Redis server URL for agent communication in cooperative mode. Required when messaging_enabled=True.
setting
str
default:"coop"
Execution mode:
  • "coop": Two agents collaborate on different features
  • "solo": Single agent implements both features
git_enabled
bool
default:"False"
Enable git collaboration features (push, pull, merge). Only applies to cooperative mode.
messaging_enabled
bool
default:"True"
Enable agent-to-agent messaging via the send_message command. Requires Redis in cooperative mode.
auto_eval
bool
default:"True"
Automatically evaluate runs after completion.
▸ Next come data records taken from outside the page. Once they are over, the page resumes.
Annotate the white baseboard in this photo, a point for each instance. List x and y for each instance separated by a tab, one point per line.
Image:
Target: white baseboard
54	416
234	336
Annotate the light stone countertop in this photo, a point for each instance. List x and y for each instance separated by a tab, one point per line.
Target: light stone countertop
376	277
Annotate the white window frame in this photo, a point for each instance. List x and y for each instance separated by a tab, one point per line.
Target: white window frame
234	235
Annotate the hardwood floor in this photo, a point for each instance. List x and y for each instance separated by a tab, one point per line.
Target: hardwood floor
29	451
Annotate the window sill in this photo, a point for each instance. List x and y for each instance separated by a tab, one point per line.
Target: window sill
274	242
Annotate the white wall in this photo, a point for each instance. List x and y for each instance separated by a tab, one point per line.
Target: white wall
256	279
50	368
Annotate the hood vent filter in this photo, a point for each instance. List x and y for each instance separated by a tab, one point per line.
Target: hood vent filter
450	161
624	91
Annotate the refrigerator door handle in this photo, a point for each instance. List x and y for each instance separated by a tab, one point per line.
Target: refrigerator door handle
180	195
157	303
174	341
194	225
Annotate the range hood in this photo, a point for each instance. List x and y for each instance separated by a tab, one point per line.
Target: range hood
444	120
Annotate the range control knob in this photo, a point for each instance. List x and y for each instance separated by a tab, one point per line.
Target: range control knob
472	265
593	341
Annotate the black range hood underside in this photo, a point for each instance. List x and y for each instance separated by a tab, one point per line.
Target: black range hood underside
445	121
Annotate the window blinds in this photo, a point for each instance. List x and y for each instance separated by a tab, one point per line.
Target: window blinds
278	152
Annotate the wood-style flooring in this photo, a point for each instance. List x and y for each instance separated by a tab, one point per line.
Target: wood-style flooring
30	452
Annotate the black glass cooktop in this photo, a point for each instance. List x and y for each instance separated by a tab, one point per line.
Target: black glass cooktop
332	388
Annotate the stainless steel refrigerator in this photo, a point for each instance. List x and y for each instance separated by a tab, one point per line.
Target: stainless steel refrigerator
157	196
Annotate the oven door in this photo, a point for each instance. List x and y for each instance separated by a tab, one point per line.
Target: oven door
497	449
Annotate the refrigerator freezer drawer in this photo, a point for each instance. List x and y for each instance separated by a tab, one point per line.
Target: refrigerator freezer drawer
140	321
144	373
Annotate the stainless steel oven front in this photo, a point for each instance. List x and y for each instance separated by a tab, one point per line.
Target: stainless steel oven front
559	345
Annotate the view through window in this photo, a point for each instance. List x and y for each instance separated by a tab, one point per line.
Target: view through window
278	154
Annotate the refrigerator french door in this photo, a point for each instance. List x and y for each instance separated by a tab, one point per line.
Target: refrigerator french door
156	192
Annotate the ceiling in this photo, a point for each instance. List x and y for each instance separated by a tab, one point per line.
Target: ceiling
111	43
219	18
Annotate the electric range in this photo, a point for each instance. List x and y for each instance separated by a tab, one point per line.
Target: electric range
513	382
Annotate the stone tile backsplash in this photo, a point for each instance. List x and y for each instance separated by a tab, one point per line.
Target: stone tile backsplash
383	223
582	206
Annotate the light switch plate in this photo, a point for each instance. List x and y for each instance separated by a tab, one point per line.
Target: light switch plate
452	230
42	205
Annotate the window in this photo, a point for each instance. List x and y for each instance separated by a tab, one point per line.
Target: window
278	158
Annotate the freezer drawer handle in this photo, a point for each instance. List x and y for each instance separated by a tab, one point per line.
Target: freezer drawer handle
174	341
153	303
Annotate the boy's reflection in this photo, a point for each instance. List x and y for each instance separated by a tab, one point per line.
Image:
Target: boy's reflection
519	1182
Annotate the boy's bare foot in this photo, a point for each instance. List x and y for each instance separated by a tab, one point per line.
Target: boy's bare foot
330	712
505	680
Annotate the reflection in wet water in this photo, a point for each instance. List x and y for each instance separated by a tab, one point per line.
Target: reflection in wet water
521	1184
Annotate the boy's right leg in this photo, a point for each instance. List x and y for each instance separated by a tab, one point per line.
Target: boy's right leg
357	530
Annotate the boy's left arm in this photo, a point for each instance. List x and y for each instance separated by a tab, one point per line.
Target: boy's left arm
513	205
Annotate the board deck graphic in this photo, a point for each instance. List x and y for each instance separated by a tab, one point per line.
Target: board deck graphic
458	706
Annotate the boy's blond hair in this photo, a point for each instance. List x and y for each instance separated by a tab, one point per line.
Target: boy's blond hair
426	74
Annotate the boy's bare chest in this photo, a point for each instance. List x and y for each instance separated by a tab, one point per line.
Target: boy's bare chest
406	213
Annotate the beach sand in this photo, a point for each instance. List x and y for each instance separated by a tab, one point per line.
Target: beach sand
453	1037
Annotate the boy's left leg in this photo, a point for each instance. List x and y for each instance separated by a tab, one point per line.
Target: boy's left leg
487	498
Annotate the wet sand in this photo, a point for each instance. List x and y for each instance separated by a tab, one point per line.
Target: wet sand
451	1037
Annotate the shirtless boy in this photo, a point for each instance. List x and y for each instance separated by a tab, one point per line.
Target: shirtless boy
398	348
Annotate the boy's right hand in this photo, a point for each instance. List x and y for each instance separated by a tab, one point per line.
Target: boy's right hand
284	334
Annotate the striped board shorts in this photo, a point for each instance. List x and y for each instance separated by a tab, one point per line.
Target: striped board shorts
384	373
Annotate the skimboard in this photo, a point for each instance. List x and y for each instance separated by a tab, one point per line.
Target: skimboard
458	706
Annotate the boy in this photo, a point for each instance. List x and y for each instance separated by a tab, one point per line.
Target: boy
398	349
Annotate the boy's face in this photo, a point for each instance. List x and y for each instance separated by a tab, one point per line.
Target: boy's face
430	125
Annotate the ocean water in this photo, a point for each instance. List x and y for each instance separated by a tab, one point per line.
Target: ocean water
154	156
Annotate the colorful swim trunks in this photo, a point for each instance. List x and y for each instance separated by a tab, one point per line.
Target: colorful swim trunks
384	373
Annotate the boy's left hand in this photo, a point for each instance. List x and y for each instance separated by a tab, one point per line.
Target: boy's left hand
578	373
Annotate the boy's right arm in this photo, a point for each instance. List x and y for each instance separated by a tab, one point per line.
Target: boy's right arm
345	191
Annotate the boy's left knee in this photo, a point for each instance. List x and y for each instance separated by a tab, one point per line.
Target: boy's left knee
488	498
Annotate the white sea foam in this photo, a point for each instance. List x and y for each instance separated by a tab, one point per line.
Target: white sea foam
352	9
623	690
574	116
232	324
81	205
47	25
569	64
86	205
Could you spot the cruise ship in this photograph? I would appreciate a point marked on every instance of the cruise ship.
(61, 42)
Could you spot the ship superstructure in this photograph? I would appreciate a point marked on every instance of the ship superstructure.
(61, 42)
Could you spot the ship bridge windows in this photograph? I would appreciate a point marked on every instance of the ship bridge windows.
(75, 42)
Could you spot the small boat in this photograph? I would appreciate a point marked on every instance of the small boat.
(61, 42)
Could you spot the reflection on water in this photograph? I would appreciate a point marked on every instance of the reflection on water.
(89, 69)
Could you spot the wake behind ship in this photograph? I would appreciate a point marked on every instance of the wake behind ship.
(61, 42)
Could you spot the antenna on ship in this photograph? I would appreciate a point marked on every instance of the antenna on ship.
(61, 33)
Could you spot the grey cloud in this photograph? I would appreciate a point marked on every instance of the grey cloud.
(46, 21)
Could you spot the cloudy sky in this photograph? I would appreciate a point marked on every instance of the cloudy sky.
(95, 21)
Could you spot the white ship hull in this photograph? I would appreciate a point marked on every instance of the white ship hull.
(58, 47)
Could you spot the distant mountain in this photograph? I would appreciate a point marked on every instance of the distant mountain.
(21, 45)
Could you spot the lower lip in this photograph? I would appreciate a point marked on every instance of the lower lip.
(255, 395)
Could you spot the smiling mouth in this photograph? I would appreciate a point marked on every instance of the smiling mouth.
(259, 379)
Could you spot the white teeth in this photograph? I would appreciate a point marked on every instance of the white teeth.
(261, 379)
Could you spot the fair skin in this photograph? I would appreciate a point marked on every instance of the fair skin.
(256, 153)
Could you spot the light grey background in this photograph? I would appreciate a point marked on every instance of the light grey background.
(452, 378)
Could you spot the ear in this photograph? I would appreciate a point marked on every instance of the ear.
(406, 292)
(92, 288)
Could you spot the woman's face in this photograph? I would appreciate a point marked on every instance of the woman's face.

Results are saved to eval.json.
eval_concurrency
int
default:"10"
Maximum number of parallel evaluations when auto_eval=True.
backend
str
default:"modal"
Execution backend: "modal", "docker", or "gcp".
agent_config
str | None
default:"None"
Path to agent-specific configuration file (optional).

Basic usage

Run a single task

from cooperbench import run

# Run one task in cooperative mode
run(
    run_name="my_experiment",
    repo="llama_index_task",
    task_id=1,
    features=[1, 2],
    model_name="gpt-4o",
)

Run all tasks in a subset

# Run the lite subset (faster iteration)
run(
    run_name="lite_test",
    subset="lite",
    model_name="vertex_ai/gemini-3-flash-preview",
    concurrency=10,
)

Run in solo mode

# Single agent implements both features
run(
    run_name="solo_baseline",
    subset="lite",
    setting="solo",
    model_name="claude-3-5-sonnet-20241022",
)

Advanced usage

Custom agent and backend

# Use SWE-agent with Docker backend
run(
    run_name="swe_agent_test",
    repo="django_task",
    task_id=5,
    agent="swe_agent",
    backend="docker",
    model_name="gpt-4o",
)

Enable git collaboration

# Agents can push/pull/merge via git
run(
    run_name="git_collab",
    subset="lite",
    git_enabled=True,
    messaging_enabled=True,
    model_name="gpt-4o",
)

Force rerun with custom concurrency

# Rerun existing tasks with higher parallelism
run(
    run_name="rerun_experiment",
    subset="lite",
    force=True,
    concurrency=50,
    eval_concurrency=20,
)

Skip automatic evaluation

# Run tasks without evaluating
run(
    run_name="quick_run",
    subset="lite",
    auto_eval=False,
)

# Evaluate later using cooperbench.evaluate()
from cooperbench import evaluate
evaluate(run_name="quick_run", subset="lite")

Output structure

Results are saved to logs/{run_name}/{setting}/{repo}/{task_id}/{features}/:
logs/my_experiment/
├── config.json          # Run configuration
├── summary.json         # Session summary with costs and pass rates
└── coop/
    └── llama_index_task/
        └── 1/
            └── f1_f2/
                ├── result.json      # Task execution results
                ├── agent1.patch     # Agent 1's code changes
                ├── agent2.patch     # Agent 2's code changes
                ├── agent1.log       # Agent 1's execution log
                ├── agent2.log       # Agent 2's execution log
                └── eval.json        # Evaluation results (if auto_eval=True)

Return value

This function returns None. Results are saved to the logs directory and printed to the console.